IC: I love it for one. It has been awesome to see the revitalization of “hey we make cool stuff here.” America is the birthplace of a lot of design ideas, but we also used to make stuff. We are stoked to see boutiques and other places that have the ability to make or show off those products. And something that is made, not assembled on an assembly line, in America was something that was lost and is coming back now.
We’ve seen competitors to what we do, but we don’t mind. It is awesome to reinforce the values of locally-made and locally-produced instead of overseas; it has the same feel as organic local foods. Consumers are much smarter now too. It is no longer just about “I want this” but also “where and how was it made?” and “how does that affect me and my community?”
Q: How is it transitioning from a group of friends to a company? What has that experience been like? How do you keep those relationships?
IC: It is awesome that you see it that way. I personally struggle with that because we went from three friends in a 10x10 workshop to thirty employees in a 12,000 square foot warehouse, and it gets harder to keep that family. But we did a few things a few years back. We made sure to evaluate our values and look at our team, most of whom have been with us for 5 years or more. We have 4 real values: authenticity, generosity, craftsmanship, and purpose. We want everyone to share that same value system and show those values in their work.

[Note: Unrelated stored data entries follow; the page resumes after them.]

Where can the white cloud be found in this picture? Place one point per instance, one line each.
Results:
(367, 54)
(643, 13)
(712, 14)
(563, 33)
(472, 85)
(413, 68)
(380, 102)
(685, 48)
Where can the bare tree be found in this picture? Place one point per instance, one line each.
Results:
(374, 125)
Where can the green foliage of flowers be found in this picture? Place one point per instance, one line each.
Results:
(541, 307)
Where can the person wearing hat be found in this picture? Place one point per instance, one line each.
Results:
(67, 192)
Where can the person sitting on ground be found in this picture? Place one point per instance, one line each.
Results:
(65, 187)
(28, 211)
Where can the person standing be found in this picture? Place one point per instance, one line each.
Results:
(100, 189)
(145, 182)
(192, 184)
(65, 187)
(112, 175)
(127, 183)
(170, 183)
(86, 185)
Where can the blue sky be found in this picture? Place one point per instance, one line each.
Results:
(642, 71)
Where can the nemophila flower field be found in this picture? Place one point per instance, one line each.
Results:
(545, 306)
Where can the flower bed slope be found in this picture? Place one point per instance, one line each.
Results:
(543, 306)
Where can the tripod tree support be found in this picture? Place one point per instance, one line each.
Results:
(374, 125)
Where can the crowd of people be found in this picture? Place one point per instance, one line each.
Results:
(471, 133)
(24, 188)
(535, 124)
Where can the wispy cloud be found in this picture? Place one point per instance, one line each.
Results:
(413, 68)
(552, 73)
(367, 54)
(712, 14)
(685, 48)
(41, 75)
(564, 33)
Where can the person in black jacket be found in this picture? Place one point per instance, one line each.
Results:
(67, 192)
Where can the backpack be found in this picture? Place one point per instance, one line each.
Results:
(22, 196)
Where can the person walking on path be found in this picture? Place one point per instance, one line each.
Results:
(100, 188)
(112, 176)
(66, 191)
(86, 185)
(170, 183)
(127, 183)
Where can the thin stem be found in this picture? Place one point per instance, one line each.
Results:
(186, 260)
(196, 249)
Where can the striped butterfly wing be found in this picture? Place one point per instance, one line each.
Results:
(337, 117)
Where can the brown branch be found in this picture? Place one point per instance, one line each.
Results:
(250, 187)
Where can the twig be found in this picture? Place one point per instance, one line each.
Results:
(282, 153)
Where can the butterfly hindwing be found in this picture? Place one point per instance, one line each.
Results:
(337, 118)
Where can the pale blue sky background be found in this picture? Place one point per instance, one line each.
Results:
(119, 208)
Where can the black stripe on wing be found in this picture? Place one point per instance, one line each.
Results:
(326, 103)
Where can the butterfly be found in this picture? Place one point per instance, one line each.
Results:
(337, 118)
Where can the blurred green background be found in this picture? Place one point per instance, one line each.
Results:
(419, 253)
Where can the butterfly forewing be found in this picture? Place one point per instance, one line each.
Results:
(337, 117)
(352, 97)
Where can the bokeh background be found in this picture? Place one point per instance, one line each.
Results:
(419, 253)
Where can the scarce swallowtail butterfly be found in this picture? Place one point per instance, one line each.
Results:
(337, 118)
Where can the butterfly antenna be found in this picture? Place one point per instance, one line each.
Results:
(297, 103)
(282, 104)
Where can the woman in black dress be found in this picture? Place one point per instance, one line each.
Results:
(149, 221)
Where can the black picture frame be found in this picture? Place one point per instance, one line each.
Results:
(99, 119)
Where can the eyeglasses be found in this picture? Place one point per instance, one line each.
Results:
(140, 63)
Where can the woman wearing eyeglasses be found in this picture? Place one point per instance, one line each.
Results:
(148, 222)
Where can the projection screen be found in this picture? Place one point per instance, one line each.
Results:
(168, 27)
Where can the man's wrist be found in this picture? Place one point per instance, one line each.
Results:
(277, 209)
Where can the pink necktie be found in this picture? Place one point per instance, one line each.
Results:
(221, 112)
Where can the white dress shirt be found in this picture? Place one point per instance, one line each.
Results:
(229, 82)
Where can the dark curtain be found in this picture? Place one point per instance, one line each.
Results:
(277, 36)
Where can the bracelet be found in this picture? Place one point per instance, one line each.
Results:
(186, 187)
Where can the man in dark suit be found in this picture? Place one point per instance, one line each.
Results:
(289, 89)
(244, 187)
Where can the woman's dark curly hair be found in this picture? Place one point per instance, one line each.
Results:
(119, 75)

We have craftspeople who do the day to day work. We have teams who market. We stay in line for our families and purpose.
We want to grow, sure. But we are more interested in sustainable growth, not growing for the sake for growth. It is more about legacy. I am not in this for the short term and not interested in growing to sell. I want it to be something I turn over to the employees or my children. There was a time when the older brands had legacies. Sometimes they still do, but they all started from a place of longevity. And perhaps that’s bold.
Q: What is next for Rustico?
IC: We want to branch out a little bit in terms of creativity, materials, our format, and our base medium. We love leather, no doubt, but there are other quality products: wood, stone, wool, and canvas. They all resonate the same way leather does because they are high quality and naturally long-lasting. We are transitioning from Rustico Leather to just Rustico to increase the product line and expanding both out of men’s accessories and deeper into it. In 3 to 5 years we would like to establish our own retail space, expand our reach and our brand recognition nationally and internationally. To do that, we will have to expand our brand offering. It will be exciting that we will be doing stuff we haven’t done before. We have a lot more creativity to help inspire all our customers and see how we do.
Q: Isaac Childs, what is your quinstance?
IC: Hmm…well you know, that’s kind of easy. For me, I have a good book-leather journal with me all the time. It comes with me everywhere, and it was our number 2 product. I record events, quotes, advice, thoughts—anything and everything of value. I am picking up and learning on the way all the time. It is in a briefcase or in a backpack or in my hand; in some way it is always with me.
I like that word, by the way. Quinstance.